17 Oct 2024

Simple Concurrent Web Scraping in Go with Geziyor, GoQuery, and Headless Chrome

Josué

Web scraping is a powerful technique for extracting data from websites, and Go provides excellent tools for this task. In this blog post, we’ll explore how to use the Geziyor library along with GoQuery and headless Chrome to create efficient, concurrent web scrapers in Go.

We’ll use Geziyor for its powerful scraping capabilities and built-in concurrency, GoQuery for HTML parsing, and headless Chrome for JavaScript rendering.

TLDR: source code

Installation

To get started, install Geziyor using the following command:

go get github.com/geziyor/geziyor

Geziyor includes GoQuery as a dependency, so it will be installed automatically.

Scraping a Simple HTML Page

Let’s begin with a simple example of scraping a static HTML page. Geziyor uses exporter (interface) to export parsed data. We will define a generic type DataExporter that will help us export data of any type.

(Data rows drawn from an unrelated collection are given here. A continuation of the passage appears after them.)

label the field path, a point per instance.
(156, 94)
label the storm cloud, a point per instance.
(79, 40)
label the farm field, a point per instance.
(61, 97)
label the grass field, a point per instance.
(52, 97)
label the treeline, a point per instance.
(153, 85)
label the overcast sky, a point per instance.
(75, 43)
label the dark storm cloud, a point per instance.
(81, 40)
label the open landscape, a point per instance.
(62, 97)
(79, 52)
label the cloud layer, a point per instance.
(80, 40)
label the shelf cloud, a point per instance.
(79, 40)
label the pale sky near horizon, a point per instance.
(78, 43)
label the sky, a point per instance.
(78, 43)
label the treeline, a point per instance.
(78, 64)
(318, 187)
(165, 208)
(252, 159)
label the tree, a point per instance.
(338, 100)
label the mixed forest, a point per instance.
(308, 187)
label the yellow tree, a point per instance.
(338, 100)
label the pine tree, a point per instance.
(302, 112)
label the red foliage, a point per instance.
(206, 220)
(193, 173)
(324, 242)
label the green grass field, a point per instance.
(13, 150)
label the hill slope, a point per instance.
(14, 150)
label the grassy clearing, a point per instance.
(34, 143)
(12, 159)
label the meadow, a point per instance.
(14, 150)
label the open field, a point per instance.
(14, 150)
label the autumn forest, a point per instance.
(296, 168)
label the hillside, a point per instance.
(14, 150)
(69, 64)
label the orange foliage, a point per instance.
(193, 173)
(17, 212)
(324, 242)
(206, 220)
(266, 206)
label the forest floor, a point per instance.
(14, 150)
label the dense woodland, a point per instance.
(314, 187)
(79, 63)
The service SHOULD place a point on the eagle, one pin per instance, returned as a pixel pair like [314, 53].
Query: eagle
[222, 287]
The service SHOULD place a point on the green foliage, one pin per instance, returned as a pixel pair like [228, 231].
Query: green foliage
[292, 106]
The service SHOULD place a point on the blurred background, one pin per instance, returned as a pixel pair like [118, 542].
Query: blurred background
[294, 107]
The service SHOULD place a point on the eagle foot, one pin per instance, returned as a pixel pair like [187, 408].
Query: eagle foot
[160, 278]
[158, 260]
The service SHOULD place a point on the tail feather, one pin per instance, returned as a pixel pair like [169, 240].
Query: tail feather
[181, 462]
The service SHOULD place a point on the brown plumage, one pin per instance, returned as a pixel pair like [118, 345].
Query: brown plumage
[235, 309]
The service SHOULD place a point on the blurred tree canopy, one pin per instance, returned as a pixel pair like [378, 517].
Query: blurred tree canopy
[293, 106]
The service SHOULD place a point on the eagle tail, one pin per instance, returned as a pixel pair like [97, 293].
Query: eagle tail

// DataExporter is a generic struct that can export data of any type.
type DataExporter[T any] struct {
	Data []T
}

// Export adds scraped data to the DataExporter's Data slice.
// It receives data through a channel and appends it to the Data slice.
func (de *DataExporter[T]) Export(scraped chan any) error {
	if len(de.Data) == 0 {
		de.Data = []T{}
	}
	for pd := range scraped {
		d := pd.(T)
		de.Data = append(de.Data, d)
	}
	return nil
}

Now, let’s scrape quotes from http://quotes.toscrape.com/:

// AutherNText represents a quote with its author and text.
type AutherNText struct {
	Author string `json:"author"`
	Text   string `json:"text"`
}

// quotesParse is a parsing function for quote pages.
// It extracts author and text information from each quote on the page,
// exports the data as AutherNText structs, and follows pagination links.
func quotesParse(g *geziyor.Geziyor, r *client.Response) {
	// Find all quote elements and process each one
	r.HTMLDoc.Find("div.quote").Each(func(i int, s *goquery.Selection) {
		// Extract author and text from the quote
		g.Exports <- AutherNText{
			Author: s.Find("small.author").Text(),
			Text:   s.Find("span.text").Text(),
		}
	})

	// Check for a "next" pagination link
	if href, ok := r.HTMLDoc.Find("li.next > a").Attr("href"); ok {
		// If found, follow the link and continue parsing
		g.Get(r.JoinURL(href), quotesParse)
	}
}

func main() {
    exporter := DataExporter[AutherNText]{}
    g := geziyor.NewGeziyor(&geziyor.Options{
        StartURLs: []string{"http://quotes.toscrape.com/"},
        ParseFunc: quotesParse,
        Exporters: []export.Exporter{&exporter},
    })
    g.Start()
    slog.Info("Quotes scraped", "count", len(exporter.Data))
}

As you can see, we just need to define:

A data structure to hold our data
A function to parse the HTML page
A Geziyor instance

Concurrent Scraping

By providing multiple start URLs, we can take advantage of Geziyor’s built-in concurrency. Geziyor will scrape these URLs concurrently, significantly speeding up the scraping process when dealing with multiple pages.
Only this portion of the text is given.